“Break!” Bruce said with a chuckle. “Good plan.”
We split up and I went to find my professor in his office. I hadn’t been in the room before, and I was excited to see it.
“Come in,” he said when I knocked on the door.
At first, I didn’t see Professor Akhtar, I was so distracted by the three-dimensional model of Earth that took up the entirety of the center of the room. “What...” I trailed off, my jaw hanging open when I noticed that it rotated slowly.
“It doesn’t bite,” the professor said with a chuckle in his voice. “You can enter the image. What do you think it is?”
I took a couple steps further into the room, my gaze jumping from one point to another. “It’s the ley lines,” I whispered. “They’re beautiful.”
“Yes, quite. Anything else?”
I blinked a couple times, trying to refocus my brain, and stepped into the center of the image. Now that I was expecting it, my mind started to make sense of what I was seeing. “There are more nexus points than what we see on the surface,” I marveled. “I knew there were underwater ones, obviously. Look at all the points in the southern hemisphere. But there are more points underground where the continents are. And they don’t match up with the aboveground ones.” I spun to face him. “Why not?”
He nodded. “Good observation. Keep looking. You might see the answer.”
I felt like he was testing me. I stepped out of the image and looked for more unknown nexus points. “These ones here, and here, and that one... They’re all in the air? There aren’t mountains in the middle of the United States, are there?”
“No. The Appalachians are to the east, Rockies to the west. You’d find hills in the center, but nothing as high as those points. Why do you think they are there, then?”
“Well,” I started slowly, puzzling through the question. “Gravity might affect the ley lines?”
“Good start,” Professor Akhtar said, nodding approvingly. “Keep going.”
My confidence grew. “Okay, so if gravity affects the ley lines, the ones closer to the center of the earth would be closer together, and the ones in the air would be further apart. Why aren’t the ones under water affected the same way as the underground ones?”
“Compare the depths.”
I entered the dimensional map halfway, and used my fingers to measure the distance in the water compared to the underground ones. “That doesn’t really seem to matter.”
“Doesn’t it?”
I felt my competitive spirit rise to the challenge.
What was the difference?
Then a thought occurred to me. “What depth is the mantle?”
“There you go,” the professor said. “It doesn’t matter what distance the nexus point is from the absolute center of the Earth, only the distance from the mantle.

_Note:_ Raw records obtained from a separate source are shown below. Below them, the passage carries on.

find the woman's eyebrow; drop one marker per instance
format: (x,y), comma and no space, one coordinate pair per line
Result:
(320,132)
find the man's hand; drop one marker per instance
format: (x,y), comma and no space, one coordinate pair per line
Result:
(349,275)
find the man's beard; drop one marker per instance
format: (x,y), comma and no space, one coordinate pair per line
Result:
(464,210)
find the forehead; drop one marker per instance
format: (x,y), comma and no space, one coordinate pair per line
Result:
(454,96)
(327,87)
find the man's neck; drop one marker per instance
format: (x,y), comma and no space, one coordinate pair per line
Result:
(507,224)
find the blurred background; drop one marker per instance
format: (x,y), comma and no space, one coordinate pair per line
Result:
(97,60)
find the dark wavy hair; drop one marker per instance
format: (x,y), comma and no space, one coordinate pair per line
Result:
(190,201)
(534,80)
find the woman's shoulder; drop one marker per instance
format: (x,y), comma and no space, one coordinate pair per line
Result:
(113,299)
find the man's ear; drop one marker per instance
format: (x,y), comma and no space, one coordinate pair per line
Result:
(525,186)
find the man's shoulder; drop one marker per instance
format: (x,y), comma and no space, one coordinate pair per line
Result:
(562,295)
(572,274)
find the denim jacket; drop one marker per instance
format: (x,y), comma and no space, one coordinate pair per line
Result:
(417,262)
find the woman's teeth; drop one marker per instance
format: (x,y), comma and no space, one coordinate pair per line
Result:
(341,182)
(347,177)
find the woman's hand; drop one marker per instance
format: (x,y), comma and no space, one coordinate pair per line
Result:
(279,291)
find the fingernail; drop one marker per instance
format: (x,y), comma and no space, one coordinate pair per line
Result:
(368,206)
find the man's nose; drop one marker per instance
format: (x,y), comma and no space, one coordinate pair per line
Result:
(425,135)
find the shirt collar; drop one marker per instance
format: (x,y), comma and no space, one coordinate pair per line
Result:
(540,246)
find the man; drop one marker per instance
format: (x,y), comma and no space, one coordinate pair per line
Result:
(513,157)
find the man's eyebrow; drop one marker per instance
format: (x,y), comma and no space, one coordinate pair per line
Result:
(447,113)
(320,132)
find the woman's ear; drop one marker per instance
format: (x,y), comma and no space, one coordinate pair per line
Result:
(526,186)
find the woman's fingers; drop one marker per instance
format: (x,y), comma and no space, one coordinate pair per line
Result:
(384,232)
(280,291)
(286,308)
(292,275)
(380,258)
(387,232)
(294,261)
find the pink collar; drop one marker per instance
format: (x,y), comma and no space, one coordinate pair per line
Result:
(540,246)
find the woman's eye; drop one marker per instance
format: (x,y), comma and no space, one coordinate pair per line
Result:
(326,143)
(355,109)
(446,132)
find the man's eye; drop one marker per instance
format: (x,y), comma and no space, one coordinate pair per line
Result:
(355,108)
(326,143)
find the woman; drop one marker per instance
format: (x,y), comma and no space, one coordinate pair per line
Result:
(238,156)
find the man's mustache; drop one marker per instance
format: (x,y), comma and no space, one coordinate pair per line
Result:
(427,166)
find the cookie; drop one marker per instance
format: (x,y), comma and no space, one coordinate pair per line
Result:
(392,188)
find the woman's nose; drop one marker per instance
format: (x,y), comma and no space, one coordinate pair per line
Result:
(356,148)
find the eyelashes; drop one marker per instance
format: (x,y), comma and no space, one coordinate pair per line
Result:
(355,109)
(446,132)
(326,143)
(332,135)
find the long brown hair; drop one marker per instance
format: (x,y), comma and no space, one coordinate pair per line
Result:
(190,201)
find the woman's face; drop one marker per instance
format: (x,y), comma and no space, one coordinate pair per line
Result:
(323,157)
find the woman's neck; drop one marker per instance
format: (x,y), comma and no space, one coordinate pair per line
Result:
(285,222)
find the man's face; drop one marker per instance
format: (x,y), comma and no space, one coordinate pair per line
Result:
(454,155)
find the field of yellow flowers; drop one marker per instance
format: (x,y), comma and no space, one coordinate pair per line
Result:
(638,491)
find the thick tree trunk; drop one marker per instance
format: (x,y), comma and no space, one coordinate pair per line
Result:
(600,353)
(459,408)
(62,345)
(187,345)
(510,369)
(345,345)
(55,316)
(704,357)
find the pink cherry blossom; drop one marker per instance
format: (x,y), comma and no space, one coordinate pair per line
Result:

We call the underwater ones ‘surface’ nexus points because they’re above the Earth’s crust.”
“Fascinating. What causes the ley lines?”

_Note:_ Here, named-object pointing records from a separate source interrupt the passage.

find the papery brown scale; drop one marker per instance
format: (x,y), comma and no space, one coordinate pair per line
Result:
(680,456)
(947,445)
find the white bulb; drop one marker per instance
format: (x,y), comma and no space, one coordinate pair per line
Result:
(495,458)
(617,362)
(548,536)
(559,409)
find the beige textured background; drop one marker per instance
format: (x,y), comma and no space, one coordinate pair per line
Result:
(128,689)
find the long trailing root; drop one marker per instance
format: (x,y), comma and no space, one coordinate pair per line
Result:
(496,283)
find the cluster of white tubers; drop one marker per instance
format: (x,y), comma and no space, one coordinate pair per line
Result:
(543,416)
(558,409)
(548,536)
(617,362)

He raised an eyebrow. “That sounds like a thesis question to me.”
“Nobody’s discovered that before?” I asked, surprised.
“Some may have tried, but that would be the first thing you should look for. You have access to our library, and once you’ve exhausted your search there, you may have my access key to use the libraries at other schools.”
“Wow! Thank you!”
Professor Akhtar snapped his fingers and the dimensional image collapsed into a small solid globe on the ceiling. “Excellent. You have somewhere to begin researching for your thesis. Now we should discuss your duties as my teaching assistant.”
“I’m ready.” I sat in a chair and pulled out a notebook, flipping to a blank page.
* * *
I metup with Aiden outside the cafeteria. My heart did a little flip when I saw him as I walked down the stairs. He was leaning against a wall, his dark hair drooping over his forehead while his entire attention was focused on the book in his hand. It was one of his textbooks, I recognized immediately as I sidled up to him.